Over the course of one semester, Sam and I went from being friends of friends to making out in my bed on a nightly basis. There was nakedness and there was touching, but it never went any further than that, because I always felt my mother was there in my room, too.

Sometimes she would be sitting in the chair across the room holding a Bible. Sometimes she would just be casually standing by the wall next to my bed. Once I even saw a vision of her in my room with my imaginary teenage son, who started using heroin because I gave him up for adoption.

These characters — these figures put pressure on my blood vessels, not allowing the blood to go where I oh so desperately wanted it to.

It was like this for a month. Sam was patient, but I didn’t want her patience to run out. So I called Haroon. At this point, he had already had sex, or “eaten the ham sandwich,” as we liked to say. He laughed when I called, but not condescendingly. He had become something of an expert in overcoming the ham sandwich effect.

He ran off a list of people we both knew in similar situations whom he had coached through this sort of thing. His advice? Breathe a lot, do some push-ups and don’t really think about it.

Stop thinking about her as a person, he told me. People are animals, and having sex is a natural thing that animals do all the time. He probably could have worded it differently, but I was comforted by the simple fact that he got over it and was now eating ham sandwiches on a regular basis.

That kind of achievement wasn’t really my goal, but I did need to stop thinking about it so much. I needed to distance myself from my fears, my religion, my mother, Sam and even myself. So I did, and it happened.

I don’t blame my mother for how difficult it was for me to have sex — to have any sort of physical relationship with women at all. That’s how she was taught, and she was just trying to do her best with me. Actually, unlike Haroon, I appreciated my mother’s old-school leanings for making sex so difficult. Getting over the mental blocks seemed like an achievement, an accomplishment — something worth doing.

I tried explaining all of this to her once.

The semester before I met Sam, I was studying in London. My parents visited me, and my mother and I took a walk around my campus.

She asked me a lot about women. Apparently, she thought I went to London to go on a wild sex romp. She seemed almost disappointed when I told her no.

There was a glassy, wet look in her eye, and she asked me if I was gay. And I said no, I was just messed up. She nodded.

My mother certainly wasn’t friendly with the idea of homosexuality, but on that walk, for the first time I knew that if I were gay, she might actually be all right with it. It was nice to know.

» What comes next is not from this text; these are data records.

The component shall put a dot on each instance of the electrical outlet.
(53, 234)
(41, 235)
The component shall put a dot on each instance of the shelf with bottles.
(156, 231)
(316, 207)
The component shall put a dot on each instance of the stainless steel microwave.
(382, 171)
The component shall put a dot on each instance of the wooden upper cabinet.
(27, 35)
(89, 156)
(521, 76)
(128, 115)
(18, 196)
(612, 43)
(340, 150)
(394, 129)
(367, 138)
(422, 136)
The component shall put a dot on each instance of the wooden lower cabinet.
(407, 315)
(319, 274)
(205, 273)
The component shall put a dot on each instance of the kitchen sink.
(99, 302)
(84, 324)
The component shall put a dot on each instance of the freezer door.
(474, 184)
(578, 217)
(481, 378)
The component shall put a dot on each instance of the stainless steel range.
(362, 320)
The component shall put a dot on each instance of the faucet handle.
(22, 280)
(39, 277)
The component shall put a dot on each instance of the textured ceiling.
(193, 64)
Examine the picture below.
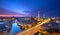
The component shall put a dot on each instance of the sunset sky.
(48, 8)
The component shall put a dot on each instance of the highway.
(34, 29)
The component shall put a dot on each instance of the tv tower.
(38, 15)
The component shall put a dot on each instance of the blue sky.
(30, 7)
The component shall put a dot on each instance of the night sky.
(49, 8)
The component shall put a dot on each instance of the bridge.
(34, 29)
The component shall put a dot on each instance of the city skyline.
(51, 8)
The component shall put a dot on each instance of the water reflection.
(15, 28)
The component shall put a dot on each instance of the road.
(33, 30)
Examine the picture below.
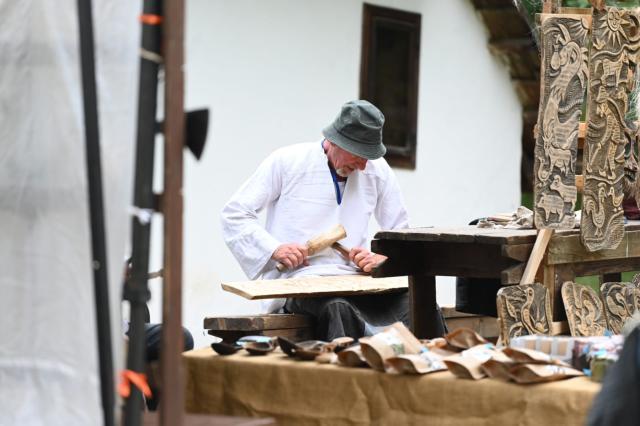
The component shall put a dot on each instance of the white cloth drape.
(48, 347)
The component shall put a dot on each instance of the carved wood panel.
(620, 301)
(613, 57)
(522, 310)
(584, 310)
(564, 71)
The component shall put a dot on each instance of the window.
(389, 77)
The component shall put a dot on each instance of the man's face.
(343, 161)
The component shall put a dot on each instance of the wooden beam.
(423, 308)
(342, 285)
(172, 403)
(569, 249)
(258, 322)
(519, 252)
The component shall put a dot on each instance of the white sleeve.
(245, 236)
(390, 211)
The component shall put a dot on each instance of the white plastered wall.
(276, 72)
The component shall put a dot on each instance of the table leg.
(426, 321)
(611, 278)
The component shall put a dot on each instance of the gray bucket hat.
(358, 130)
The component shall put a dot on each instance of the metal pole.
(94, 176)
(136, 289)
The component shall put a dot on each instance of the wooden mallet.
(321, 242)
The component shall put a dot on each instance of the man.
(307, 189)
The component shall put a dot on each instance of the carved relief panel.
(613, 57)
(584, 310)
(564, 71)
(522, 310)
(620, 300)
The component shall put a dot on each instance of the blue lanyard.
(334, 176)
(336, 185)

Haroon calls it the ham sandwich, I told her. And I told her about the religious pressure and the constant clashing of Eastern and Western ideals when it came to sex. She stopped walking, so I put my arm around her. Then she apologized to me. She had never done that before, and she’s never done it since, but that bit of progress was nice.

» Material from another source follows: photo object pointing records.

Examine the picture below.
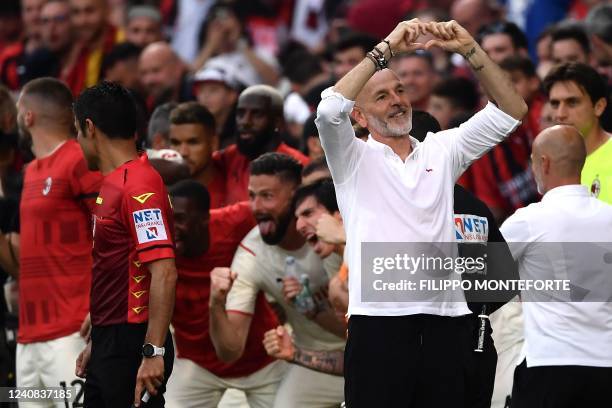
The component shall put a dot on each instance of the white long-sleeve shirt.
(383, 199)
(566, 236)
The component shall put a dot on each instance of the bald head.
(380, 80)
(558, 155)
(160, 69)
(49, 101)
(473, 14)
(267, 93)
(383, 107)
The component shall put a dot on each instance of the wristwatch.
(149, 350)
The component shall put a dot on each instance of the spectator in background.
(310, 139)
(501, 40)
(8, 111)
(193, 135)
(16, 58)
(570, 43)
(120, 65)
(315, 170)
(417, 73)
(163, 76)
(599, 26)
(55, 267)
(95, 38)
(473, 14)
(11, 25)
(158, 135)
(217, 89)
(308, 79)
(525, 80)
(451, 97)
(205, 240)
(349, 51)
(143, 26)
(225, 42)
(578, 97)
(544, 52)
(259, 265)
(259, 117)
(58, 37)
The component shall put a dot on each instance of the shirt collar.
(388, 150)
(565, 191)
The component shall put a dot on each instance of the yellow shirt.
(597, 172)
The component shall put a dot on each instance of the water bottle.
(303, 302)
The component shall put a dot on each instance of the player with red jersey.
(205, 240)
(259, 116)
(55, 257)
(134, 276)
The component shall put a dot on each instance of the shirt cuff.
(346, 104)
(501, 118)
(155, 253)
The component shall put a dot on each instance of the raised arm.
(452, 37)
(228, 331)
(401, 39)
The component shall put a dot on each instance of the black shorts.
(417, 361)
(116, 354)
(562, 387)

So when the kaffiyeh scarf guy in the pharmacy sold Sam that morning after pill, I think what was missing for me was the ritual of seriousness — the sense of progress that I was doing something big. If the old woman had been behind that counter that morning, I’d like to think I would have asked quietly for the pill. I would have paid the extra $10 for the brand name. I probably also would have picked up some toothpaste and deodorant to act as if I was just doing this casual thing that didn’t mean much to me. But I would have known that she thought it was serious, and that would have been enough.